Enlarge / Opal Sandy (center), who was born completely deaf because of a rare genetic condition, can now hear unaided for the first time after receiving gene therapy at 11-months-old. She is shown with her mother, father, and sister at their home in Eynsham, Oxfordshire, on May 7, 2024.
There are few things more heartwarming than videos of children with deafness gaining the ability to hear, showing them happily turning their heads at the sound of their parents’ voices and joyfully bobbing to newly discovered music. Thanks to recent advances in gene therapy, more kids are getting those sweet and triumphant moments—with no hearing aids or cochlear implants needed.
At the annual conference of the American Society for Gene & Cell Therapy held in Baltimore this week, researchers showed many of those videos to their audiences of experts. On Wednesday, Larry Lustig, an otolaryngologist at Columbia University, presented clinical trial data of two children with profound deafness—the most severe type of deafness—who are now able to hear at normal levels after receiving an experimental gene therapy. One of the children was 11 months old at the time of the treatment, marking her as the youngest child in the world to date to receive gene therapy for genetic deafness.
On Thursday, Yilai Shu, an otolaryngologist at Fudan University in Shanghai, provided a one-year progress report on six children who were treated in the first in-human trial of gene therapy for genetic therapy.
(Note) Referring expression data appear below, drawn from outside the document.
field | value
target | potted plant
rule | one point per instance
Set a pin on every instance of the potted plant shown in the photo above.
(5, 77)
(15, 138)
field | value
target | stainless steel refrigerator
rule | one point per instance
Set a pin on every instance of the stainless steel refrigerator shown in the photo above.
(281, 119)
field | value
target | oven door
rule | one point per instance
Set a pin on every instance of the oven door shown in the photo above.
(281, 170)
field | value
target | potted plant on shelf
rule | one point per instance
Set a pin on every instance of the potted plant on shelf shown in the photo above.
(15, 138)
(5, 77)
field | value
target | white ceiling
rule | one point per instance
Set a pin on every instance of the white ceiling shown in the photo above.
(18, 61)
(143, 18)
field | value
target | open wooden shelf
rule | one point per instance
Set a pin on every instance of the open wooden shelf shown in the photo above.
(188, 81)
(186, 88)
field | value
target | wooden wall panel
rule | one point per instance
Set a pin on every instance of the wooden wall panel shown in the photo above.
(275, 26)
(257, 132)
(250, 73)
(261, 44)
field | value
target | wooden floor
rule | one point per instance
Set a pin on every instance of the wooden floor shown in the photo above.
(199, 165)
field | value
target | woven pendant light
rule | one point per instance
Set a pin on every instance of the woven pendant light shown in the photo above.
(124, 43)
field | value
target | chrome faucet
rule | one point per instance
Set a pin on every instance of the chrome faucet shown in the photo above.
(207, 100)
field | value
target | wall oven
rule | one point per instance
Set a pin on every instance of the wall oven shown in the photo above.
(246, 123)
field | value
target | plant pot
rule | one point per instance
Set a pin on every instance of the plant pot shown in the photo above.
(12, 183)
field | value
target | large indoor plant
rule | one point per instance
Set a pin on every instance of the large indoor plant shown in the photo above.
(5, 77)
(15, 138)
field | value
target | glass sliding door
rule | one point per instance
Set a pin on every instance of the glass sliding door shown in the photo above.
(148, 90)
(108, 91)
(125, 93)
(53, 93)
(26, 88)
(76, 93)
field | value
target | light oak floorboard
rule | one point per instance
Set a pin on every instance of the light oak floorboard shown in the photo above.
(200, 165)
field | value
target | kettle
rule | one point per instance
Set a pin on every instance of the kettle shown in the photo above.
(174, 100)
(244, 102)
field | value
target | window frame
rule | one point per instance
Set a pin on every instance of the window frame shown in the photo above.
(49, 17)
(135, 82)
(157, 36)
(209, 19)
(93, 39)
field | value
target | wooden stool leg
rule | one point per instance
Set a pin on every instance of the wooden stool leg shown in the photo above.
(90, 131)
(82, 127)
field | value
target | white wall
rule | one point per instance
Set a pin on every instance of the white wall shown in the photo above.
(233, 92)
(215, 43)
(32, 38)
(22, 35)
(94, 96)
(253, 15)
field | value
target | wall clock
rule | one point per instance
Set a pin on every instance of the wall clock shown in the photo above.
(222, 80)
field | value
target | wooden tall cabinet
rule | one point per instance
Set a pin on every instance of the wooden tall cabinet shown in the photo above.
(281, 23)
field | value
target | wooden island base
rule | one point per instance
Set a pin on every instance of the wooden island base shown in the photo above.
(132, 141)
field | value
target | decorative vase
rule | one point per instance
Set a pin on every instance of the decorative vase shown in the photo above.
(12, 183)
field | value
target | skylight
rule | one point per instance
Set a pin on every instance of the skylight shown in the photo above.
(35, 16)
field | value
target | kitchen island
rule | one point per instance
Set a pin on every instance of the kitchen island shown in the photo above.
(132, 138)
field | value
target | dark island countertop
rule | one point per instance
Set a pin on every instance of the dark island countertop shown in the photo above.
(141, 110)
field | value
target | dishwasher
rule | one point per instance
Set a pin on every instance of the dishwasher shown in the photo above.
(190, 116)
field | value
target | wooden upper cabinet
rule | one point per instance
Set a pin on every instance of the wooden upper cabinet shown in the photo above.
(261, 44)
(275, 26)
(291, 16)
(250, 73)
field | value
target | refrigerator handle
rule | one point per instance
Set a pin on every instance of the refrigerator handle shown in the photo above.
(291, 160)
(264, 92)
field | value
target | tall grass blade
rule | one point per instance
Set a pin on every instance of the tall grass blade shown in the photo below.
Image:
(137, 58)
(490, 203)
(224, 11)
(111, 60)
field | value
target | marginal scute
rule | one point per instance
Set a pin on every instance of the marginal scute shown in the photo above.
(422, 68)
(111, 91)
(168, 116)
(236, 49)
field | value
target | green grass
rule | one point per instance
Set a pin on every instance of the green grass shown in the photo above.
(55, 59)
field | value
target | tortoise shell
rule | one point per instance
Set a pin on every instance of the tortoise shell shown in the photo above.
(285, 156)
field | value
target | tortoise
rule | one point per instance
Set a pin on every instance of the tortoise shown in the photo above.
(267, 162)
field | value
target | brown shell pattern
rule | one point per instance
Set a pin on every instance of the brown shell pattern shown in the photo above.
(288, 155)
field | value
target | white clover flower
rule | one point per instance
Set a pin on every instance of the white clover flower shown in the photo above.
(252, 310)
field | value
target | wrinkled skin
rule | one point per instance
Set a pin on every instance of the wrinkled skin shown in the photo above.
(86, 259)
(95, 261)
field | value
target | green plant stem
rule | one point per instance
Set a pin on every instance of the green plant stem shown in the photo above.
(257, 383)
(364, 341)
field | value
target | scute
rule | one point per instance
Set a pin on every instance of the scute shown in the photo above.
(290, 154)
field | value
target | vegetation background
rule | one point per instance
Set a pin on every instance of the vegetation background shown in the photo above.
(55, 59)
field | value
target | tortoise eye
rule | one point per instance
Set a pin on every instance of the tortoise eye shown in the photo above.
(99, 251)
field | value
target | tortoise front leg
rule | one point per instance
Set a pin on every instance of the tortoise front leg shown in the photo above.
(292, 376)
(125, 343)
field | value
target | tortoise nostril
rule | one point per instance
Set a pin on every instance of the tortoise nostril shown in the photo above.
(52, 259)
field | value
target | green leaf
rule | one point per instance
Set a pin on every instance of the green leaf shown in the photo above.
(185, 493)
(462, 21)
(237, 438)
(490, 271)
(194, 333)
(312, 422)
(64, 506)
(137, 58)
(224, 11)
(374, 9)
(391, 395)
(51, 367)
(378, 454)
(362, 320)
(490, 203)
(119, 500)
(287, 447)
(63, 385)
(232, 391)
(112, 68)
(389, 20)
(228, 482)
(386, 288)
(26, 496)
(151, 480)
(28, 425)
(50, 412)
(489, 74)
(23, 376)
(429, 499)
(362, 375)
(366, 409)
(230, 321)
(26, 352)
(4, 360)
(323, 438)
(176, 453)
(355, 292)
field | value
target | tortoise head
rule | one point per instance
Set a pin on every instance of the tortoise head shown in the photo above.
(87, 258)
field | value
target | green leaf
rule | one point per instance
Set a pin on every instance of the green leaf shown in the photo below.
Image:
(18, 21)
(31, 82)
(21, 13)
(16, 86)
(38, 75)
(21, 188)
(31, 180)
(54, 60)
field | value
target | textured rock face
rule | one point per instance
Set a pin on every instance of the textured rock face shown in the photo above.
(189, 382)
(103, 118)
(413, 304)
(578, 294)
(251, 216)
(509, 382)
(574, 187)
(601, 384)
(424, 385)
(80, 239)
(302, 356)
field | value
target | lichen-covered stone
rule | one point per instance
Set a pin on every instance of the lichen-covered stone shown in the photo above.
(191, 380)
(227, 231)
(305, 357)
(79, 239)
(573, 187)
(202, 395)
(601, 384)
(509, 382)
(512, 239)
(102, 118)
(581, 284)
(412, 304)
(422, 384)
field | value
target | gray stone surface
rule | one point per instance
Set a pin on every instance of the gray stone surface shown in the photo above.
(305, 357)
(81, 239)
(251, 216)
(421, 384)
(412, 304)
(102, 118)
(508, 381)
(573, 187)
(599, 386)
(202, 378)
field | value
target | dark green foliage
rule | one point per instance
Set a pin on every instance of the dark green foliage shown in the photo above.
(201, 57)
Five of the six had their hearing restored.
That trial, like the one Lustig presented, involved treating just one ear in all of the children—a safety precaution for such early trials. But Shu and colleagues have already moved on to both ears, or bilateral treatment. After presenting a progress report on the first trial, Shu presented unpublished early data on five additional patients who participated in the first in-human trial of bilateral treatment. All had bilateral hearing restoration and speech perception improvement.
“The opportunity of providing the full complexity and spectrum of sound in children born with profound genetic deafness is a phenomenon I did not expect to see in my lifetime,” Lustig said in a statement.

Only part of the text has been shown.